Add one to your profile picture, drop your pronouns, and change your name to something masculine, and your LinkedIn posts will become 200+% more visible. I am seeing this claim trending on LinkedIn recently and find it concerning. Not because it exposes gender bias in LinkedIn’s recommendation algorithm, but because the claims are not backed by critical thinking and well-constructed experiments.
Bias in algorithms is a real thing, but not all algorithms are the same. Content recommendation doesn’t have the same biases as large language models. Cal Newport has a great podcast describing the details of how recommendation works (Deep Questions Ep. 372: Decoding TikTok’s Algorithm). I won’t link to it on LinkedIn, because that would severely limit the reach of this post. That’s just how it is. Content recommendation biases towards increased engagement on the platform. You don’t have to like that, I don’t. But I think it is naive to assume these walled gardens will open up. You can join me on Bluesky (@petedempsey.bsky.social) if you want to see a better alternative.
The data shared to back up the claims about LinkedIn’s gender bias show several posts to external content about bias in AI, followed by a post on the platform discussing specific gender bias in the recommendation algorithm. I have personal experience posting links to external content on AI bias. They don’t generate a lot of engagement. I wish it were otherwise, but that’s just how it is. Some is the algorithm; some is what people are interested in reading.

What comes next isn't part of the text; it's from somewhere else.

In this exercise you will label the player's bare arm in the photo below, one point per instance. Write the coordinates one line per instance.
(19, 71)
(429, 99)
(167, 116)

Recommendation algorithms often play to our emotions and fears. That’s why we have problems with extreme content and division on social media. Gender biases like objectification, rigid gender identity, etc. trigger our emotions and thus will show up in recommendation patterns. The specific name or mustachioedness of the poster doesn’t influence engagement all that much. If it did, marketers like Gary V would be leveraging the heck out of it.
The posts in the experiment data that are supposedly boosted because of the mustache, etc. are hitting on topics that trigger engagement with the LinkedIn audience: frustration with the algorithm, general fears about AI and algorithms, and an allegation of blatant discrimination. That content is boosted by its emotional nature and then magnified by the viral network effects of engagement.
I have a problem with these posts because they are not backed by valid data. If you know how recommendation algorithms work, you know that the claims of causation are not likely. I would be willing to accept them if the data proves it, but it doesn’t. At best, this is a distraction from the real biased related harms out there: hiring, loan approvals, medical insurance, criminal justice, etc. At worst, it is dangerous. It is crying wolf when there is no wolf. It falls into the same techno-mysticism that supports AGI, the end of jobs, colonizing space, etc. The fight for humanity in tech needs to be grounded in science and solid research methodology.